Several gay and lesbian couples — including one in New York and another in New Jersey — have benefited from this new administration approach by having the deportation cases hanging over their heads closed. But, in an effort to “unclog” what Homeland Security officials say is a 300,000-case backload, progress is slow and uneven. According to Lavi Soloway, the immigration rights attorney who won reprieve for the New York and New Jersey couples, though government officials have said LGBT family ties will be acknowledged in their review of outstanding cases, that issue has not been explicitly addressed in written guidelines.

Lumaca was not the subject of deportation efforts, but the couple’s time had run out.

“It will be challenging, but it’s the only solution,” Lumaca said of their departure for Italy.

Though he had a career as a land surveyor and contractor back in Parma, the couple will likely not stay there.
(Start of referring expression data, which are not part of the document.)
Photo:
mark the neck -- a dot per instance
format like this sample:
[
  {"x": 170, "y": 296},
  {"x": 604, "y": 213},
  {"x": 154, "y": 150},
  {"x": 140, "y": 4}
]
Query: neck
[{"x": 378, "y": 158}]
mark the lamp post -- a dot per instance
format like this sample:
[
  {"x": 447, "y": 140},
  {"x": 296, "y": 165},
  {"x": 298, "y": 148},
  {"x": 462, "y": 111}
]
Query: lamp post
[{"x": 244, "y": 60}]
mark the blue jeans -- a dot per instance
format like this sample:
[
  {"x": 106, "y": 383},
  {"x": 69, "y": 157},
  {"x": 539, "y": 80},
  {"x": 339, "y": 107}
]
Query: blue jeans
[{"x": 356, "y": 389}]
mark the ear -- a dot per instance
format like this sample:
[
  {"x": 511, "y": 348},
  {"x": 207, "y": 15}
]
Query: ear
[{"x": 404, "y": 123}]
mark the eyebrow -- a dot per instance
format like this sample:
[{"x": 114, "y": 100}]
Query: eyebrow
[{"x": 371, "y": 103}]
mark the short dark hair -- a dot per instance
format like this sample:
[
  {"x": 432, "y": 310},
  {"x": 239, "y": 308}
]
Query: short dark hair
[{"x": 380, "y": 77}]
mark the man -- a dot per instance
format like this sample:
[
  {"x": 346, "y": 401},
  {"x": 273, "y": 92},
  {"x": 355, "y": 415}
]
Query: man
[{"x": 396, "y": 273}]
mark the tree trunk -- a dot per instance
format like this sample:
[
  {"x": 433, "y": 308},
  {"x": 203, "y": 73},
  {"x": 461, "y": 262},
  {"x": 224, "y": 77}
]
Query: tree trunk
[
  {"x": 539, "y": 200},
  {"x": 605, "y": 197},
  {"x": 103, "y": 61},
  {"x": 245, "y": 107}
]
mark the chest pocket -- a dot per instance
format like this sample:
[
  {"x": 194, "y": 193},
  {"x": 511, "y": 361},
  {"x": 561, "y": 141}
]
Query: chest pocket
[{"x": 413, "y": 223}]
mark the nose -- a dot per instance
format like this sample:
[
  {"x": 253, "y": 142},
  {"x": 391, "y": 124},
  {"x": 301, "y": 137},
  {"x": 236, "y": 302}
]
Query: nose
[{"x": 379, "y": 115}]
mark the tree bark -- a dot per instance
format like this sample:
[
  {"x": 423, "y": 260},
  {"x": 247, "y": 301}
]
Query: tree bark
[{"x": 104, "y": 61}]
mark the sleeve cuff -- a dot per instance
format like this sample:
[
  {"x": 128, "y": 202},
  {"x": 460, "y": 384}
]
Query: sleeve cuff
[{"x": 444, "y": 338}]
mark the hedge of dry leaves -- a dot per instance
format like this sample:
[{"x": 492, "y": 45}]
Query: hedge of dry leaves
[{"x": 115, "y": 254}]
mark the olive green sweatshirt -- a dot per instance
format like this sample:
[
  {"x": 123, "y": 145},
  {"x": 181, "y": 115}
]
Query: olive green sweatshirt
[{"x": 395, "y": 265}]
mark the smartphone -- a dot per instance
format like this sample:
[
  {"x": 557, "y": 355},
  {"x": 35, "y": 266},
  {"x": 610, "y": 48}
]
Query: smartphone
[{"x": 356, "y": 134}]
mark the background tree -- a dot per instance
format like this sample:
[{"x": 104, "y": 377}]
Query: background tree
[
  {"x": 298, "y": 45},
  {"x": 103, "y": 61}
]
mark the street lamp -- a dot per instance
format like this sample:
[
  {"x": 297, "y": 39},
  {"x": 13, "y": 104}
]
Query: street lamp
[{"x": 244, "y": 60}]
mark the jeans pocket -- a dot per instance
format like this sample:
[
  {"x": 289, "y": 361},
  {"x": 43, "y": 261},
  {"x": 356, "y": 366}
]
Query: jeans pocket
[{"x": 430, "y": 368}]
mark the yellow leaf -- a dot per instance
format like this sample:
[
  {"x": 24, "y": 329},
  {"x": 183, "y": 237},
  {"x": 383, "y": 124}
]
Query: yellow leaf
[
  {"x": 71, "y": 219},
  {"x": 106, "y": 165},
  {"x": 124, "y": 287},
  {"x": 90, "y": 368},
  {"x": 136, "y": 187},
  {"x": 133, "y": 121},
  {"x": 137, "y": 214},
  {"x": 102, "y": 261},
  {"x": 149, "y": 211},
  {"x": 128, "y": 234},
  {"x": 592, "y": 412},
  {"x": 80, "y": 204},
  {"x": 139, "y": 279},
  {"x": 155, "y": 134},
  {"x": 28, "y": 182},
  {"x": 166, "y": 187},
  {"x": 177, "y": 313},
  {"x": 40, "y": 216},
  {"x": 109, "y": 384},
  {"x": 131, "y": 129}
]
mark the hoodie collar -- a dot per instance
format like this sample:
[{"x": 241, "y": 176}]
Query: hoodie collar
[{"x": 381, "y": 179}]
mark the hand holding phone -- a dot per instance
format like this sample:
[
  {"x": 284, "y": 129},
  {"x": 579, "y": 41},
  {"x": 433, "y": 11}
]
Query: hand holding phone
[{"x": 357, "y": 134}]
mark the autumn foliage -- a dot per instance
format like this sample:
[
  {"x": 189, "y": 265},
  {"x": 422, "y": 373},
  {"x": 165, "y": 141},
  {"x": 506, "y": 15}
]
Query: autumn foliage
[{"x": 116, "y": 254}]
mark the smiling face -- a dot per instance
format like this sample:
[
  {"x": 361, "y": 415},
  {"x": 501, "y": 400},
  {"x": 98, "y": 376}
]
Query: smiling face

They need to find a home somewhere in the European Union where their marriage will be recognized and Anderson will have easy access to a US military facility where he can receive comprehensive medical care. When they earlier visited Lumaca’s mother in Parma, the closest US base was a three-hour drive and it did not have full-service care.

Despite their apprehensions, the couple was clearly energized for their upcoming travel, though melancholy was never far from their minds. Outfitted in pink suspenders and New York-bought shoes for the wedding, Anderson’s voice broke as he said, “This is the choice I’ve been given. My country or my love.”

Then in a quiet, more sober tone, he added, “So, you know, what do you do? I’m just hoping my country will bring me home. Bring us home. Bring me and my husband home. We need America and we think America needs us.”